Im verhandelten Fall forderte die Witwe eines im Alter von 45 Jahre verstorbenen Patienten Schadenersatz von einem Krankenhausträger. Sie verlangte 2.000 Euro Schmerzensgeld, rund 4.550 Euro Beerdigungskosten und Unterhalt für sich und die beiden Kinder der Eheleute in Höhe von mindestens 5.000 Euro monatlich – mit der Begründung, das Krankenhaus habe ihren Mann falsch behandelt. Das OLG Hamm lehnte die Klage ab und entschied damit anders als das Landgericht Arnsberg, die Vorinstanz.

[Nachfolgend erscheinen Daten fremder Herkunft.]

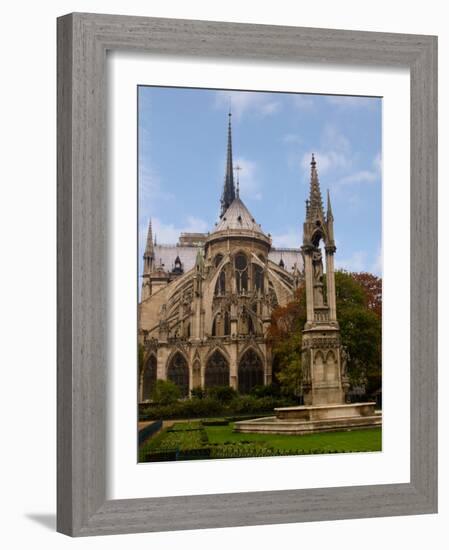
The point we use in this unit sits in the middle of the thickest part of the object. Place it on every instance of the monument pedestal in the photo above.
(314, 419)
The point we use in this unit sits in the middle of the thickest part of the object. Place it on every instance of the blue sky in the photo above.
(182, 137)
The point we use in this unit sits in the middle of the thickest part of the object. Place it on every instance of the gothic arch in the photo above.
(218, 347)
(178, 371)
(331, 366)
(149, 377)
(319, 366)
(224, 328)
(217, 370)
(196, 374)
(250, 370)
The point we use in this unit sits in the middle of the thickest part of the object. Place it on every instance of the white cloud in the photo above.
(292, 238)
(363, 176)
(244, 102)
(303, 102)
(293, 138)
(333, 154)
(250, 187)
(169, 233)
(351, 102)
(326, 161)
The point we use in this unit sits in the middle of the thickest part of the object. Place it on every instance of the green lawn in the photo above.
(222, 442)
(357, 440)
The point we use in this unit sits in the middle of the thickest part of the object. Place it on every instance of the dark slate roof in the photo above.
(166, 254)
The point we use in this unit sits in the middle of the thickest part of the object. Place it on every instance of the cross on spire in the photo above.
(237, 169)
(314, 208)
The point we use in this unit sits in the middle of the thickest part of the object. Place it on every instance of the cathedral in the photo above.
(206, 302)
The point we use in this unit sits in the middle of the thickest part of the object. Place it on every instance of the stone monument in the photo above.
(324, 360)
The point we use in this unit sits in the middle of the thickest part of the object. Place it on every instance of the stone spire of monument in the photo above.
(229, 188)
(315, 202)
(148, 256)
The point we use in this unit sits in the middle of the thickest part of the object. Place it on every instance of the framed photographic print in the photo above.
(247, 274)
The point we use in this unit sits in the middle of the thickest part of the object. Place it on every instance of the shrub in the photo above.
(198, 393)
(223, 394)
(269, 390)
(165, 392)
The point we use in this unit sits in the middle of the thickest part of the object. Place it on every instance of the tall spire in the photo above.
(315, 203)
(330, 215)
(229, 188)
(148, 256)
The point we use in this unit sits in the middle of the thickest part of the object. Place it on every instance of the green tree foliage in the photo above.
(285, 335)
(361, 332)
(140, 358)
(165, 392)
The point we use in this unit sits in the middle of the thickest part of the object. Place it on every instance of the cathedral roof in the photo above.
(238, 217)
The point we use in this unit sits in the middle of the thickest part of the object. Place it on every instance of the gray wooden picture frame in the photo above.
(83, 40)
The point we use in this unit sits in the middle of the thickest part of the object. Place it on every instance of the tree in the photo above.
(372, 286)
(285, 336)
(360, 329)
(358, 301)
(140, 358)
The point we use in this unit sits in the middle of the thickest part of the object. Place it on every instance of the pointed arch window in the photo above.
(241, 273)
(178, 373)
(217, 371)
(149, 377)
(250, 371)
(220, 286)
(258, 277)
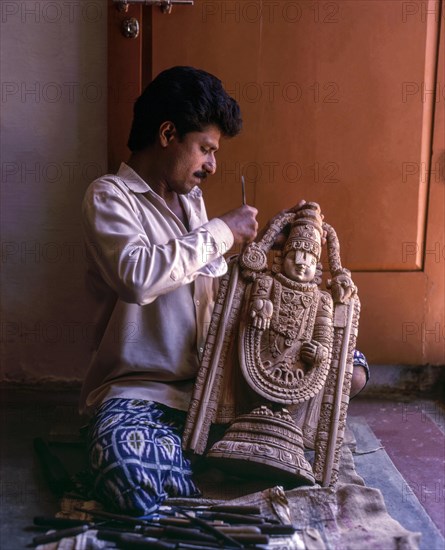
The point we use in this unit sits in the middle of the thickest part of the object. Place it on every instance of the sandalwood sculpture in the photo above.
(277, 365)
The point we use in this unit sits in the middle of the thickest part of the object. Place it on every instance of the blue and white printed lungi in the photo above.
(135, 455)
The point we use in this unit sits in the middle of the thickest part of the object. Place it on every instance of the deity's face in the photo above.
(300, 265)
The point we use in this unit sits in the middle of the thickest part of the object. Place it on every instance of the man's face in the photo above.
(300, 266)
(191, 159)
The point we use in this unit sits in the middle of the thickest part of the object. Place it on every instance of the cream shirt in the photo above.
(152, 289)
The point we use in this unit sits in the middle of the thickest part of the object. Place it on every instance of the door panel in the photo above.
(337, 108)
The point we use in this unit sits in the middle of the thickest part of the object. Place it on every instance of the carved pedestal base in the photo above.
(264, 444)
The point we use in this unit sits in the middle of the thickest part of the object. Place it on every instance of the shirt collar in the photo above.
(136, 184)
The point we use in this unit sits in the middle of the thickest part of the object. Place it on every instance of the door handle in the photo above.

Ärztliche Anwei­sun­gen missachtet

Der Patient war von seinem Hausarzt mit dem Verdacht auf instabile Angina pectoris ins Krankenhaus eingewiesen worden. Erste Untersuchungen ergaben zudem einen Verdacht auf eine Erkrankung der Herzkranzgefäße. Trotzdem verließ der Mann nach wenigen Tagen gegen ärztlichen Rat das Krankenhaus; offenbar war er unzufrieden, dass am Wochenende keine weiteren Untersuchungen stattfanden.

Wenige Tage später riet ihm sein Hausarzt wiederum dringend zu einer Krankenhausbehandlung und wies ihn mit der Diagnose Angina pectoris in ein anderes Krankenhaus ein. Dort stellte sich der Patient vor und vereinbarte einen Termin für eine kardiologische Abklärung, lehnte eine stationäre Aufnahme aber ab. Vor dem vereinbarten Termin verstarb der Mann – der Notarzt gab als Todesursache "Herzversagen" an. Eine Obduktion fand nicht statt.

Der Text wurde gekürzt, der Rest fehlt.